A nurse is caring for a baby that may have sickle cell disease. Which of the following tests should be performed to distinguish sickle cell trait from sickle cell disease?
- A. Hemoglobin electrophoresis
- B. Sickle solubility test
- C. Complete Blood Count (CBC)
- D. International Normalized Ratio (INR)
Correct Answer: A
Rationale: The correct answer is A: Hemoglobin electrophoresis. This test is used to distinguish sickle cell trait from sickle cell disease by separating different types of hemoglobin based on their electrical charge. Sickle cell trait will show a different hemoglobin pattern compared to sickle cell disease.
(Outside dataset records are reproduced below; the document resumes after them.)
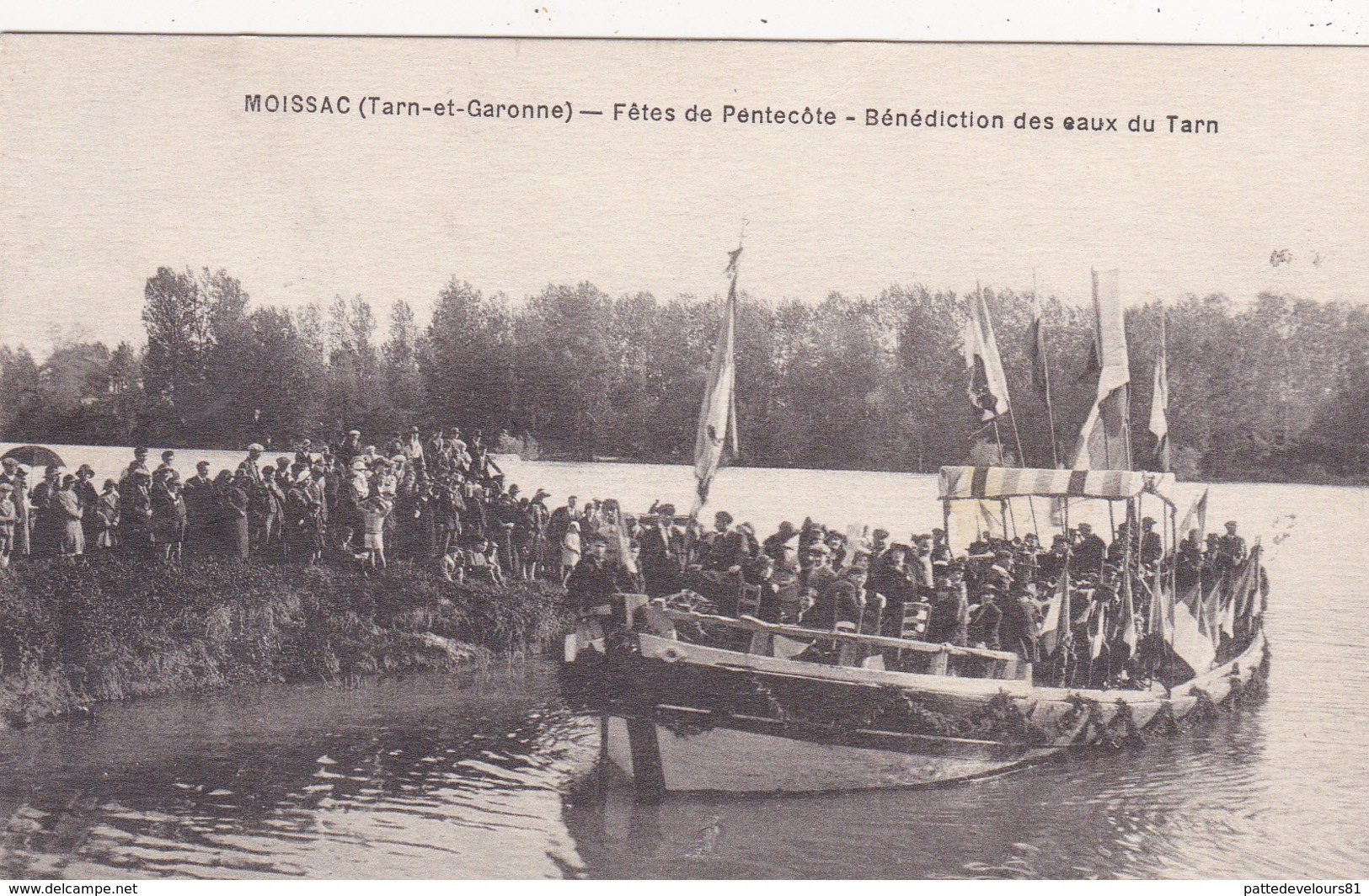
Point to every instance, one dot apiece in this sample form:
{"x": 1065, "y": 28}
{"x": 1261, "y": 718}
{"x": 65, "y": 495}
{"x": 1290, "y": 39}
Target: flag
{"x": 1102, "y": 442}
{"x": 1128, "y": 627}
{"x": 718, "y": 412}
{"x": 623, "y": 542}
{"x": 1197, "y": 517}
{"x": 1158, "y": 411}
{"x": 1189, "y": 633}
{"x": 1161, "y": 605}
{"x": 1055, "y": 628}
{"x": 1099, "y": 631}
{"x": 1036, "y": 348}
{"x": 1244, "y": 589}
{"x": 987, "y": 385}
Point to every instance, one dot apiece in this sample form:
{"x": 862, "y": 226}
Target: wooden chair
{"x": 749, "y": 602}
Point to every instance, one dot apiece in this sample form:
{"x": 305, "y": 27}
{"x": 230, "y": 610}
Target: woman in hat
{"x": 88, "y": 497}
{"x": 8, "y": 519}
{"x": 67, "y": 509}
{"x": 570, "y": 550}
{"x": 107, "y": 516}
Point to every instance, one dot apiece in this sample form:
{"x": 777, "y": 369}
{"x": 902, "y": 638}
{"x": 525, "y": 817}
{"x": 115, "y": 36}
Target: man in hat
{"x": 727, "y": 546}
{"x": 1233, "y": 546}
{"x": 1088, "y": 553}
{"x": 1152, "y": 549}
{"x": 591, "y": 583}
{"x": 140, "y": 461}
{"x": 8, "y": 519}
{"x": 47, "y": 517}
{"x": 815, "y": 578}
{"x": 13, "y": 475}
{"x": 1051, "y": 564}
{"x": 88, "y": 497}
{"x": 848, "y": 600}
{"x": 249, "y": 467}
{"x": 773, "y": 545}
{"x": 986, "y": 619}
{"x": 197, "y": 493}
{"x": 350, "y": 448}
{"x": 412, "y": 449}
{"x": 880, "y": 543}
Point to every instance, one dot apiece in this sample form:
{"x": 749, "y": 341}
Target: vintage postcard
{"x": 644, "y": 458}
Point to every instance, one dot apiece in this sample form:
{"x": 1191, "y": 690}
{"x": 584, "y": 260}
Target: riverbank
{"x": 113, "y": 628}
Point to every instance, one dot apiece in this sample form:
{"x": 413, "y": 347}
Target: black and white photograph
{"x": 467, "y": 458}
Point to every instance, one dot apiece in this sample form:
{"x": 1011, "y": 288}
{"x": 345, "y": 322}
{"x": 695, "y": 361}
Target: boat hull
{"x": 692, "y": 735}
{"x": 727, "y": 760}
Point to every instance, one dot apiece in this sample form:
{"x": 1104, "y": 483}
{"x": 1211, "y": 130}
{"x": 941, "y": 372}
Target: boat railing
{"x": 856, "y": 648}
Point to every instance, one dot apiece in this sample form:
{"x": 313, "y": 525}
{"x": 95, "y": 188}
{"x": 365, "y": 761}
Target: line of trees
{"x": 1270, "y": 390}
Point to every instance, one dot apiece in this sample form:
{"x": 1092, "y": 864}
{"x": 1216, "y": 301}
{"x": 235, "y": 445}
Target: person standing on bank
{"x": 8, "y": 519}
{"x": 89, "y": 499}
{"x": 66, "y": 508}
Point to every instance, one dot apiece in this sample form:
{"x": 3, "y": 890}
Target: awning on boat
{"x": 1011, "y": 482}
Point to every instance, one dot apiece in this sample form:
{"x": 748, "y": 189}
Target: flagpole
{"x": 1045, "y": 370}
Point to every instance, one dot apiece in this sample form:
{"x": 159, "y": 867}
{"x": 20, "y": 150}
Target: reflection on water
{"x": 490, "y": 776}
{"x": 425, "y": 777}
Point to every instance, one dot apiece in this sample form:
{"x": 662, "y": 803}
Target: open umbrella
{"x": 35, "y": 456}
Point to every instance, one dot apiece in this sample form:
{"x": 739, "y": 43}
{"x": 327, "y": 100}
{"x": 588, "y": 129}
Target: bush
{"x": 120, "y": 627}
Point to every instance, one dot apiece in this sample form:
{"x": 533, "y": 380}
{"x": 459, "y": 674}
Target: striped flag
{"x": 1128, "y": 627}
{"x": 1197, "y": 517}
{"x": 1099, "y": 631}
{"x": 1189, "y": 632}
{"x": 1102, "y": 442}
{"x": 1158, "y": 411}
{"x": 987, "y": 383}
{"x": 1036, "y": 348}
{"x": 1055, "y": 628}
{"x": 716, "y": 419}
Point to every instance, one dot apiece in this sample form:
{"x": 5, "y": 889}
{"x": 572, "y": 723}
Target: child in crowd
{"x": 376, "y": 509}
{"x": 8, "y": 517}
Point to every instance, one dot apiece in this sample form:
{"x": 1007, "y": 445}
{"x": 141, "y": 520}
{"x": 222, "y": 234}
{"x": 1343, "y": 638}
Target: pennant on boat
{"x": 1055, "y": 628}
{"x": 1160, "y": 407}
{"x": 1102, "y": 442}
{"x": 1099, "y": 635}
{"x": 1161, "y": 605}
{"x": 1189, "y": 637}
{"x": 1197, "y": 517}
{"x": 987, "y": 385}
{"x": 1036, "y": 348}
{"x": 716, "y": 419}
{"x": 1128, "y": 627}
{"x": 623, "y": 542}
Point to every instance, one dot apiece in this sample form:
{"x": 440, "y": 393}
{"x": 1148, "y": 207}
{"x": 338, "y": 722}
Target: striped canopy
{"x": 1011, "y": 482}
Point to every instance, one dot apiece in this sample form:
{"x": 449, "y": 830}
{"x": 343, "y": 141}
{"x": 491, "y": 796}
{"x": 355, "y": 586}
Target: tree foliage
{"x": 1270, "y": 389}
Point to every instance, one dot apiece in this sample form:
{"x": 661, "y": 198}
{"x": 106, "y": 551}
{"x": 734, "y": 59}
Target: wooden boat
{"x": 704, "y": 702}
{"x": 698, "y": 702}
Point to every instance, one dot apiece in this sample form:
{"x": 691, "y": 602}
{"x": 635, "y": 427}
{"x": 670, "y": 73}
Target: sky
{"x": 126, "y": 153}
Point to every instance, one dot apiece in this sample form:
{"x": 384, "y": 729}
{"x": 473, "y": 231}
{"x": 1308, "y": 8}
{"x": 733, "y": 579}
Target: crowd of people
{"x": 418, "y": 499}
{"x": 997, "y": 595}
{"x": 445, "y": 502}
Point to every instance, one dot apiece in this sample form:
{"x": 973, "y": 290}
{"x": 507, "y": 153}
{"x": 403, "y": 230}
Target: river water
{"x": 488, "y": 775}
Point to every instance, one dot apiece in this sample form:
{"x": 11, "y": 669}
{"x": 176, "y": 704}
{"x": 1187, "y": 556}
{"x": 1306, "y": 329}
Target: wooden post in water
{"x": 648, "y": 775}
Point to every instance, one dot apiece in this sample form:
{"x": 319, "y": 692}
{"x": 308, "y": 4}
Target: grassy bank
{"x": 72, "y": 635}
B: Sickle solubility test is not specific enough to differentiate between sickle cell trait and disease.
C: Complete Blood Count (CBC) provides general information about blood cells but does not specifically differentiate between sickle cell trait and disease.
D: International Normalized Ratio (INR) is used to monitor blood clotting and is not relevant for distinguishing sickle cell trait from disease.